Purpose: To analyze the differential gene expression in cultured human retinal pigment epithelial (RPE) cells after treatment with vitreous.
Methods: Cultured human RPE cells were incubated for 48 hours with 25% human vitreous from donor eyes. Total RNA from treated and untreated cells was extracted. The gene expression was analyzed by differential expression analysis (DEmRNA-PCR). The differentially expressed genes were identified by gene bank searches. Differential expression was verified by a quantitative real-time RT-PCR fluorescent nucleic acid staining system. The in vivo mRNA expression of these genes in RPE cells was shown by gene-specific RT-PCR.
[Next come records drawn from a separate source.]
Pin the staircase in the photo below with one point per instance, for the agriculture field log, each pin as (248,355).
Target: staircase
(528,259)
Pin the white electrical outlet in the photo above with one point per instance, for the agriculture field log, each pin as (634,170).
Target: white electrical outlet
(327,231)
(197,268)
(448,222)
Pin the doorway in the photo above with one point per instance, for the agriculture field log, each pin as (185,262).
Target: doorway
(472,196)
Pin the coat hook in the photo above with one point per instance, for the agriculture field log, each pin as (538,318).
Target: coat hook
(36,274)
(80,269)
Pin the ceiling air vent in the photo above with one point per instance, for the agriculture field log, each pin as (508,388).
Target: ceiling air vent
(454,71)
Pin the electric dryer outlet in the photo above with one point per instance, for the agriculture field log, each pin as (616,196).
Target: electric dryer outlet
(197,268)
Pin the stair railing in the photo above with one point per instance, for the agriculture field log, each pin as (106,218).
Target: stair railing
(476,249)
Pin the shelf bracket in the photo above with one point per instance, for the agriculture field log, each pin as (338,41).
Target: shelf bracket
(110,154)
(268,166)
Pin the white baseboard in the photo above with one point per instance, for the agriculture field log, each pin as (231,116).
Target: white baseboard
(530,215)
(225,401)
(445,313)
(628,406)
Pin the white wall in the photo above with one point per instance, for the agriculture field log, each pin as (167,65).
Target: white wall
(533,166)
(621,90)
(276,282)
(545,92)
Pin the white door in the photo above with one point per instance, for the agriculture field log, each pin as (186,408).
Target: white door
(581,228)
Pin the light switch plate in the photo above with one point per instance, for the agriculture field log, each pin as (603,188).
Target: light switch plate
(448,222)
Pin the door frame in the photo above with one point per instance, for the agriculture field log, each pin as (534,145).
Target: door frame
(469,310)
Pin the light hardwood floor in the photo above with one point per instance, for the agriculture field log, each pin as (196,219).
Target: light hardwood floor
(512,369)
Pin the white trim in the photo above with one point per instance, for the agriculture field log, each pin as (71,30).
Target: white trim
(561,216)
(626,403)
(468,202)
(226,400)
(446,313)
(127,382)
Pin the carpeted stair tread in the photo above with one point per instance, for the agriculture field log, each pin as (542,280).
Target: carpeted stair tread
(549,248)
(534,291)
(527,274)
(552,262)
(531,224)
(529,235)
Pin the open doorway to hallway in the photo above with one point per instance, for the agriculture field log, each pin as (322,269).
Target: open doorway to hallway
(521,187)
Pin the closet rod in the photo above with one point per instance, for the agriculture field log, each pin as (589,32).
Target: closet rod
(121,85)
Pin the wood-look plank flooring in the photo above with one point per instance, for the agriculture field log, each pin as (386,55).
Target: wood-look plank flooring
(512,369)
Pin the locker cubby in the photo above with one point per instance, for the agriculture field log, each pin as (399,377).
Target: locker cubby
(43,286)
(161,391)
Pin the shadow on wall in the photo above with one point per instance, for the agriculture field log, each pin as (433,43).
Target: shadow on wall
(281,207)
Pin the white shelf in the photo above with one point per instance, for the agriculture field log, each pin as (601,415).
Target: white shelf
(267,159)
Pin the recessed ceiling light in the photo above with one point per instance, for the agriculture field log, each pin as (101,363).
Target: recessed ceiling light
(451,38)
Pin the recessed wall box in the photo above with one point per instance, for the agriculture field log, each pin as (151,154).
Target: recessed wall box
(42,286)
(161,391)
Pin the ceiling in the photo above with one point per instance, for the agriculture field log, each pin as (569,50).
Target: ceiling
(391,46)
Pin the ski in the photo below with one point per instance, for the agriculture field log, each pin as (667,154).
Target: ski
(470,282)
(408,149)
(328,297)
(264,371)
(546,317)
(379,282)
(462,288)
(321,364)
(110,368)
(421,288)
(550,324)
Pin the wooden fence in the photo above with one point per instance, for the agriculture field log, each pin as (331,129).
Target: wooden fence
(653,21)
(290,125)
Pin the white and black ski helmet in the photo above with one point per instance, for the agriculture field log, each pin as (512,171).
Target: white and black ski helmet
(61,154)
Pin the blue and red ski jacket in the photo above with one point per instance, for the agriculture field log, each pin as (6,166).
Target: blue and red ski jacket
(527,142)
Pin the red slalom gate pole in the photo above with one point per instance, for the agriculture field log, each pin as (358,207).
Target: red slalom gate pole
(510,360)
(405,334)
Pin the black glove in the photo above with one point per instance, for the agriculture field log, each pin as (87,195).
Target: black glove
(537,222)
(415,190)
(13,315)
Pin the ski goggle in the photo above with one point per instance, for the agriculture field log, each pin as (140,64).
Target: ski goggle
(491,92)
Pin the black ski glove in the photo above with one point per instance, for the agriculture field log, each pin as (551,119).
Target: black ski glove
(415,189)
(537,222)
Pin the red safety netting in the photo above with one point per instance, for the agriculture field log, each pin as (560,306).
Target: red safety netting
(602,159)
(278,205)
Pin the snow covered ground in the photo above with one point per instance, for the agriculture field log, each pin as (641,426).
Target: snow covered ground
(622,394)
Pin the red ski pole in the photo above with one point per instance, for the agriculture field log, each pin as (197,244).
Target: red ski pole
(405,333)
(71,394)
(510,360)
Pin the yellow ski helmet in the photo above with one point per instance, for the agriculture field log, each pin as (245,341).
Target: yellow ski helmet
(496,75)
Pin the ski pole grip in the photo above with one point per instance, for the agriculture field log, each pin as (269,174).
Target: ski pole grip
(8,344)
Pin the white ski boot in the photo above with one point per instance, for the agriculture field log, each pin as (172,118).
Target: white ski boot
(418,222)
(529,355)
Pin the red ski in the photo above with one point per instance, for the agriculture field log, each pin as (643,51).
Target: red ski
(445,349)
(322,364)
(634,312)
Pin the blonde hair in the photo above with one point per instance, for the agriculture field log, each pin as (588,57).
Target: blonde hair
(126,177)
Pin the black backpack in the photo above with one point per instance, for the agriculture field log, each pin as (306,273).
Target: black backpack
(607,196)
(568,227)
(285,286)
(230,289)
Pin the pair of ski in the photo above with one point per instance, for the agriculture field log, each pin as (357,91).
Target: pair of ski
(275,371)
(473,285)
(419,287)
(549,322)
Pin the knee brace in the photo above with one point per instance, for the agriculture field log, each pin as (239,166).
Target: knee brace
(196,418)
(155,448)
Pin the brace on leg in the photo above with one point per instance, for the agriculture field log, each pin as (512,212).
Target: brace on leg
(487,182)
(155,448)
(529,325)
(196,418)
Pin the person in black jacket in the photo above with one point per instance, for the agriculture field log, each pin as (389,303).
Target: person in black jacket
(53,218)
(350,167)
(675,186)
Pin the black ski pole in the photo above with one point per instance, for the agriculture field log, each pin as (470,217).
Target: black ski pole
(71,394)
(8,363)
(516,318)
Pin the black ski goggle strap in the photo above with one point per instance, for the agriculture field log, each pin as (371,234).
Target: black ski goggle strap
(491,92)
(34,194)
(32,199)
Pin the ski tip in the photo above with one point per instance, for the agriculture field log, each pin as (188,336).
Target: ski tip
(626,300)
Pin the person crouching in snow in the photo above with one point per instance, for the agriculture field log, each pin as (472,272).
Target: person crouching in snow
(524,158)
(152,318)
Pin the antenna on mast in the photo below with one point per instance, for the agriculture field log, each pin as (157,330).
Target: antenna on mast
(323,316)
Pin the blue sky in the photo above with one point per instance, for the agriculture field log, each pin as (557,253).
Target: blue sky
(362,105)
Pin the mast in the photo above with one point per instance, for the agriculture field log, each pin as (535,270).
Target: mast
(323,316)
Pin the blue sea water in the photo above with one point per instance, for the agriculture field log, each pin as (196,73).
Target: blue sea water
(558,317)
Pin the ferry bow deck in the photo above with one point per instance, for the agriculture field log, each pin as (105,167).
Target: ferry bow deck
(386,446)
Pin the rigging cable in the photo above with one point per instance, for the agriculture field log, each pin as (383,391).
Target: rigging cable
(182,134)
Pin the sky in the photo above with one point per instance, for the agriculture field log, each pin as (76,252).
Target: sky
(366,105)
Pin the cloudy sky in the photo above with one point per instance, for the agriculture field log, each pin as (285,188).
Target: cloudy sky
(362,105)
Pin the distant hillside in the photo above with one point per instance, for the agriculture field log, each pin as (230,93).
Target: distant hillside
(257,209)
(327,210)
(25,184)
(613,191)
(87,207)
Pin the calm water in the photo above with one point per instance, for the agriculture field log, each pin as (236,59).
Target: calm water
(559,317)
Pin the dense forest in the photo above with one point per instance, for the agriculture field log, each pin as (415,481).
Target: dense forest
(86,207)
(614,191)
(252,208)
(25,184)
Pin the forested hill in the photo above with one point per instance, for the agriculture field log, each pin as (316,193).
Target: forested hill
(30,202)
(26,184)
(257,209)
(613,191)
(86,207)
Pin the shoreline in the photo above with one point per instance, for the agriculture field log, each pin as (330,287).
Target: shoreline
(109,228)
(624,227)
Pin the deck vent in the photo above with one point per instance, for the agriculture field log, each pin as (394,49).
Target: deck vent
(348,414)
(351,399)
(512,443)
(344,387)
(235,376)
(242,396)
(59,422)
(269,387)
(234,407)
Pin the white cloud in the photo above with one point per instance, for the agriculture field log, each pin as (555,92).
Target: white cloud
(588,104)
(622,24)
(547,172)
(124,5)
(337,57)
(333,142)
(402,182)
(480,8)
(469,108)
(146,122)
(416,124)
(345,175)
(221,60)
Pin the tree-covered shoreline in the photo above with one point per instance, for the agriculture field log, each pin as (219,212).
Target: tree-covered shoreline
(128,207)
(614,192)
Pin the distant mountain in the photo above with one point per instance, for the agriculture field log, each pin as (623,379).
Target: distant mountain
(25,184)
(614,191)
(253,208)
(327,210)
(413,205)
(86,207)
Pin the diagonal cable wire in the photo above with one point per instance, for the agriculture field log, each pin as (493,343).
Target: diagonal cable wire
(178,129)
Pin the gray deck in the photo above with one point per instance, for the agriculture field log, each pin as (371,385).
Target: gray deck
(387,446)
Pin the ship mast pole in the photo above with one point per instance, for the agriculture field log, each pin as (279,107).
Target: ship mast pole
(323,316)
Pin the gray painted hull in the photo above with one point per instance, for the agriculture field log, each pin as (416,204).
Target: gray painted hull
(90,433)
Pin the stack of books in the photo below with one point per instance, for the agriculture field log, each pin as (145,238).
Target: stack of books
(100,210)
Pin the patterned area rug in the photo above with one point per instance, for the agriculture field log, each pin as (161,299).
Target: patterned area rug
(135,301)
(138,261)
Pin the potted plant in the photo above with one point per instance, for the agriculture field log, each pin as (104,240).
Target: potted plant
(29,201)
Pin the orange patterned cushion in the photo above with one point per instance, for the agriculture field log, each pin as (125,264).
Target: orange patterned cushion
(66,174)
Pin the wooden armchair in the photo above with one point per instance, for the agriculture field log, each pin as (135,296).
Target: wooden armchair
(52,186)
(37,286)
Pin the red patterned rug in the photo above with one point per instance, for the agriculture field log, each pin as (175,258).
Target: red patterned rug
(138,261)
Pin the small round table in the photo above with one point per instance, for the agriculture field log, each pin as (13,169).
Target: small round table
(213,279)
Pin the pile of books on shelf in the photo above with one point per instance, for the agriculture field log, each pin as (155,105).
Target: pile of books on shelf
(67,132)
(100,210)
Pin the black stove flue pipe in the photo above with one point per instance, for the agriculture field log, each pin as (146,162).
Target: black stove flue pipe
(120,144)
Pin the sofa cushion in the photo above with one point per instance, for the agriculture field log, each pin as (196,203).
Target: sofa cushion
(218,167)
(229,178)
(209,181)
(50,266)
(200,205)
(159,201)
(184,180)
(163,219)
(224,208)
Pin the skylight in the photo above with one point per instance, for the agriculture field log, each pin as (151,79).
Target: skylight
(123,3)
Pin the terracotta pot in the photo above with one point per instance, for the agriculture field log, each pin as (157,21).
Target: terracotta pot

Results: Vitreous treatment of human RPE cells resulted in the reduced expression of NFIB2, KE03 (NY-REN-25ag), PIG-B, DKFZp564BC462, LKHA, G3BP, PAM, UEV-1, and MAP1B calibrated to the expression of GAPDH when compared with their expression in untreated cells. The reduced expression after vitreous treatment was quantified by gene-specific quantitative real-time RT-PCR and varied from 0.69 to 0.17 compared with untreated cells. The mRNA expression of UDP-GalNac mRNA remained constant. The mRNA expression of eight of these genes was demonstrated in this study for the first time in human RPE cells.
Conclusions: Vitreous treatment of cultured RPE cells induces the differential expression of a variety of genes with functions in transcription, mediation of signal transduction and inflammation, glycosylation, ubiquitination and protein-protein interaction. Further examination of these genes may locate additional targets for treatment of diseases caused by contact of RPE cells with vitreous, typical in proliferative vitreoretinopathy.